Você sonha em reservar uma cama ou um quarto inteiro por algumas dezenas de euros? Fazer uma refeição entre amigos a qualquer hora do dia ou da noite? Tomar um drink em um terraço com cenário atraente? Meininger, a especialista em albergues da juventude descolados, tem aquilo de que você precisa: uma cama simples a partir de 40 euros ou um quarto por 70 euros (R$ 164 a R$ 287).

Com Wi-Fi gratuito, check-in eletrônico, lounge, sala de jogos e café-da-manhã à vontade por 6,90 euros (R$ 28), além de um design arrojado, a fórmula, que tem como alvo a geração millenium, que faz reservas a partir de seus smartphones, tem feito sucesso.

A taxa de ocupação dos hotéis Meininger, com nove unidades na Alemanha e sete outras na Europa, atinge 90%, enquanto a média do setor não ultrapassa 72%.

Meininger, CitizenM, Okko, Motel One etc Ainda desconhecidos do grande público, os novos conceitos têm se multiplicado pelo mundo da hotelaria, abalando os costumes de um setor que em alguns casos se encontra engessado desde os anos 1950.

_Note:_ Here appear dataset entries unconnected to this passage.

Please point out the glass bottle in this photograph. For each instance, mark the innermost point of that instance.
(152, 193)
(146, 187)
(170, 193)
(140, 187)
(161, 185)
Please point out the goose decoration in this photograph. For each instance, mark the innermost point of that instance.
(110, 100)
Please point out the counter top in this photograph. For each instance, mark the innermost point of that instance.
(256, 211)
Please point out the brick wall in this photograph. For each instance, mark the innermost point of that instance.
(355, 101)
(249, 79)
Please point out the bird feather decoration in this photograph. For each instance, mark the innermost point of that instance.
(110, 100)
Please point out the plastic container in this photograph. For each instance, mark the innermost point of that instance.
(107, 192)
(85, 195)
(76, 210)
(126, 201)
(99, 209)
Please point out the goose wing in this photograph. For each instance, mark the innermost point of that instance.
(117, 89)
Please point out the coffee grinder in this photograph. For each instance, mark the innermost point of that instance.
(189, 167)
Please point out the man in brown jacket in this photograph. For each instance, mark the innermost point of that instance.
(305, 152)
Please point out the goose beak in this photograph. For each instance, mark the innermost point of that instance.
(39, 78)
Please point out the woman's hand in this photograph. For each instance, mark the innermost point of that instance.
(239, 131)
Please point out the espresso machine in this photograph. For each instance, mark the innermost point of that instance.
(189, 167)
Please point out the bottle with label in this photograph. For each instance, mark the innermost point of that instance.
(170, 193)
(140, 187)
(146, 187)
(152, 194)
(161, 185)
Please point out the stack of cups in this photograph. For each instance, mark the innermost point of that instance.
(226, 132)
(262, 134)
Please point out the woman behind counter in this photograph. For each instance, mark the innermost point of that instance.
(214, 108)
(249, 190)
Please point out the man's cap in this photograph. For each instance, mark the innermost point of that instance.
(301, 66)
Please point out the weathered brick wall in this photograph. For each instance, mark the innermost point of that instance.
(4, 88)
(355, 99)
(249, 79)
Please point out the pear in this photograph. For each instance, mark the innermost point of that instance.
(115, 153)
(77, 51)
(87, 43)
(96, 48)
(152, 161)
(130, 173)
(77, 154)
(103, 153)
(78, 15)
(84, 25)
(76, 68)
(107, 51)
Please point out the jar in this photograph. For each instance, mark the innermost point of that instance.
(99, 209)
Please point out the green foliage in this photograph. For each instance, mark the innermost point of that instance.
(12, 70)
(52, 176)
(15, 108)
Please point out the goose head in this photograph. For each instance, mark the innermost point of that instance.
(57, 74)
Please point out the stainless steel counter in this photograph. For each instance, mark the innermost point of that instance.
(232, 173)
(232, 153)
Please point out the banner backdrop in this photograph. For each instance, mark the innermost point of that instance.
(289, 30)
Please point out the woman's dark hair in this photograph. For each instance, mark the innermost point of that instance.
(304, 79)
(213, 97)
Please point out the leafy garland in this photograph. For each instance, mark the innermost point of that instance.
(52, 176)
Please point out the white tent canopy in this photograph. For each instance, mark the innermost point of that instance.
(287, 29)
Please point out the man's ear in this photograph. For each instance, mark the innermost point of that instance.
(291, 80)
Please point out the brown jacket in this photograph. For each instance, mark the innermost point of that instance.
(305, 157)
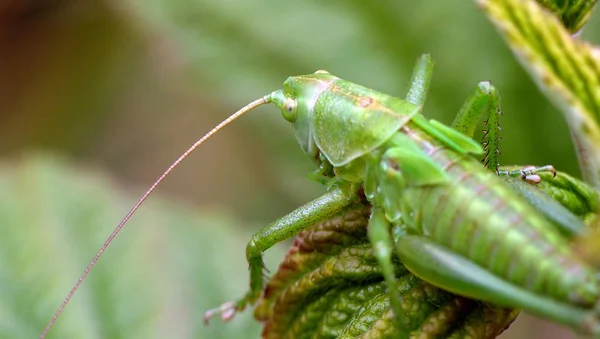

Criada por três alemães em Berlim em 1999, a Meininger foi absorvida em 2013 pela indiana Cox&Kings, que quer acelerar seu desenvolvimento internacional. O grupo abrirá seu primeiro estabelecimento em Paris em 2018.

"Além de Paris, estamos preparando dez novas unidades: Amsterdã, Roma, Budapeste, Munique e Veneza", anuncia Navneet Bali, seu presidente.

Hostels descolados

A unidade parisiense, que contará com 200 quartos, ficará situada na Porte de Vincennes, no 20º distrito. Ela concorrerá com o Generator, outro hostel moderno, que tem estado sempre lotado desde que abriu em 2015 na Place du Colonel-Fabien, no 10º distrito.

O grupo britânico Generator Hostels, que conta com oito unidades na Europa, oferece camas a partir de 24 euros (R$ 94).

Para se estabelecer na França, a Meininger fechou uma parceria com a Foncière des Régions, que será proprietária dos prédios. Essa empresa tem acompanhado os novos atores da hotelaria em sua expansão europeia.

"Nós entramos com o capital e construímos o prédio, o que permite que nosso parceiro se concentre na operação, que vá a fundo em seu conceito", explica Philippe Le Trung, diretor de desenvolvimento comercial.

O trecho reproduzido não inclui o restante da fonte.